Серое небо за пыльным окошком (что довольно еще обыкновенно – О.Д.) Словно за пеленой катаракты (а тут уже проступает что-то свое, не вполне заемное) Как знать, не с того ль И тщетны любые попытки Увидеть нас вместе с тобой Оттуда, снаружи… –
А вот это уже совсем свое. Вводится глаз, взгляд, как и в следующем, но только не лирического лица, а другого (чей?) или его же, говорящего, но пытающегося увидеть себя внутри (в комнате). Отсутствие идиллии («нас вместе») объясняется непрозрачностью стекла. И это уже трансцендентность: «они» там есть, но недостижимы для взгляда. Если же все-таки соотносить с Бродским, то движение здесь обратное: у Бродского, если помните, «пара» выходят из комнаты в будущее, у нашего автора они там навсегда остаются, укрытые мутным стеклом. (Мысль, я бы сказал, «взрослая».) И очень хорошо и уместно это завершающее «dust» – «пыль», уже появлявшаяся раньше, но в английском варианте отчего-то изменяющая сущность; у меня ассоциируется с едким, разбрызгивающимся средством (роль времени).

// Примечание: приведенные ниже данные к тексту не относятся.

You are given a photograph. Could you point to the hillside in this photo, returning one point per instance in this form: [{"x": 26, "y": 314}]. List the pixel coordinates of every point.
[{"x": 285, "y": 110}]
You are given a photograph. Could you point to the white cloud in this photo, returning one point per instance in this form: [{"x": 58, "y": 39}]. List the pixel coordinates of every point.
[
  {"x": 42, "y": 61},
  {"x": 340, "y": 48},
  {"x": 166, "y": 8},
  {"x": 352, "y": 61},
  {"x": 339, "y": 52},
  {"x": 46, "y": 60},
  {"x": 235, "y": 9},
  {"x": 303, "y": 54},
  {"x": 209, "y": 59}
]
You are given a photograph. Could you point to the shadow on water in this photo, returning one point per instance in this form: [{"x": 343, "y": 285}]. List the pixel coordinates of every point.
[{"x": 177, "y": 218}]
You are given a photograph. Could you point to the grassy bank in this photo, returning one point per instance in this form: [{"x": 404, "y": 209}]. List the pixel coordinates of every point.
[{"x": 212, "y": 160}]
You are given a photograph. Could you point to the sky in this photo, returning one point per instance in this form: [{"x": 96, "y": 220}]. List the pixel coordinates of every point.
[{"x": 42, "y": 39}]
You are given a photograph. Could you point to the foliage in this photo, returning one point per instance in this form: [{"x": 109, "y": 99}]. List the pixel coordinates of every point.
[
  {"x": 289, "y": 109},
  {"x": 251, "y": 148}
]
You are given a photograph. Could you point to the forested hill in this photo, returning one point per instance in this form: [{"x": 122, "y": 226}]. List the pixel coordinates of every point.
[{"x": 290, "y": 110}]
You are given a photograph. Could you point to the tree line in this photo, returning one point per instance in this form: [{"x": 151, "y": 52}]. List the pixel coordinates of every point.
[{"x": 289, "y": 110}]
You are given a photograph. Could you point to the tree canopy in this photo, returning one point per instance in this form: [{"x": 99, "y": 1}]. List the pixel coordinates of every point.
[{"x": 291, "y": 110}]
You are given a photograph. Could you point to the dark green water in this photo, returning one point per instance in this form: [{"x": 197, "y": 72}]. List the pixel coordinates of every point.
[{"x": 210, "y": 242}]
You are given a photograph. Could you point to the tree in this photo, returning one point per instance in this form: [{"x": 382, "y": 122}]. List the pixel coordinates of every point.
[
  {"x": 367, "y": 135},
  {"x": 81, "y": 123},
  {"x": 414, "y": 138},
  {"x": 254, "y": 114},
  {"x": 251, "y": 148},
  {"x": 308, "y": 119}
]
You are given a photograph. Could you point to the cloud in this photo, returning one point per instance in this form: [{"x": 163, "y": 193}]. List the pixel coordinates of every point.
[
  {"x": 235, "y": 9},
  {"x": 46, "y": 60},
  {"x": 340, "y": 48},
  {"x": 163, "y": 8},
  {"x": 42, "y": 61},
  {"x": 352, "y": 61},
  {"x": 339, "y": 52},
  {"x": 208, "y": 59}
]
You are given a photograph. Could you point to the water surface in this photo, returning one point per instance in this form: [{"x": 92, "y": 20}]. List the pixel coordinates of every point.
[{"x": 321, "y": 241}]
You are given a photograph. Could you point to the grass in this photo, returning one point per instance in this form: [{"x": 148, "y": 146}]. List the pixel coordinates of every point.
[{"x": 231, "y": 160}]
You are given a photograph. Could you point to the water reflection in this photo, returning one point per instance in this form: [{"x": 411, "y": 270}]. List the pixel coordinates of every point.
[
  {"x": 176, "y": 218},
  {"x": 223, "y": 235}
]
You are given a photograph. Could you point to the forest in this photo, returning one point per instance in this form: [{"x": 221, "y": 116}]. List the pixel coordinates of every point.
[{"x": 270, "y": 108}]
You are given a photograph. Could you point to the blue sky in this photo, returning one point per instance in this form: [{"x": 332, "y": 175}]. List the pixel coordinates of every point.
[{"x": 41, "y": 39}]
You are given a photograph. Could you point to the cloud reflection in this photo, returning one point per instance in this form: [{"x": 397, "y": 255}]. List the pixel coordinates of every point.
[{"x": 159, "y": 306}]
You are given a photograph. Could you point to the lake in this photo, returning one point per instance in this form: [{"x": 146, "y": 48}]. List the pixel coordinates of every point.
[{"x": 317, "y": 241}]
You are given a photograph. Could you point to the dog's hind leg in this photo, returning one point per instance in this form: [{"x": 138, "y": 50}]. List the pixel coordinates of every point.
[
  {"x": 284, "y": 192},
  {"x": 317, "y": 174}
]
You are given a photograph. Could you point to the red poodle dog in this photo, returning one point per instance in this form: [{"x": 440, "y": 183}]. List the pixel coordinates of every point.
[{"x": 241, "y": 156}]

Третье – хорошее стихотворение о любви, и со строфами, ориентированными подобно перевернутым пирамидам, поставленным на острие.
Соло на последней струне лампы –
необычный образ; для меня стоило даже некоторого физического усилия представить его предметный исток. Но для меня-то это стихотворение, в первую очередь, – два отличных пейзажа (автор, вероятно, и вправду рисует):
Ночь каплями стекала по обшлагам (разворачивающийся, теснящийся пейзаж не дает времени читателю задуматься, например, о том, бывают ли у домов обшлага) домов щербатых, свет в окне таблеткою луны под языки шакалам бросала и искала сколы, прильнув, в стекле –
и пейзаж готов, как сказано в одной пьесе Чехова. Пейзаж второй (эскиз), любые иллюстрации были бы уже излишни:
Кроны-карты еще никак не названных стран мира тянули русла рек к тебе и разбивались о стекло. Иль стёкла?
Разбивающиеся о стекло (или стекла) деревья – динамический и множащийся образ, включающий и движения деревьев, и их теней, и наблюдателя. В обоих пейзажах удачно то, что они (именно эскизы) не столько завершают изображение, сколько включают его производство в сознании читателя.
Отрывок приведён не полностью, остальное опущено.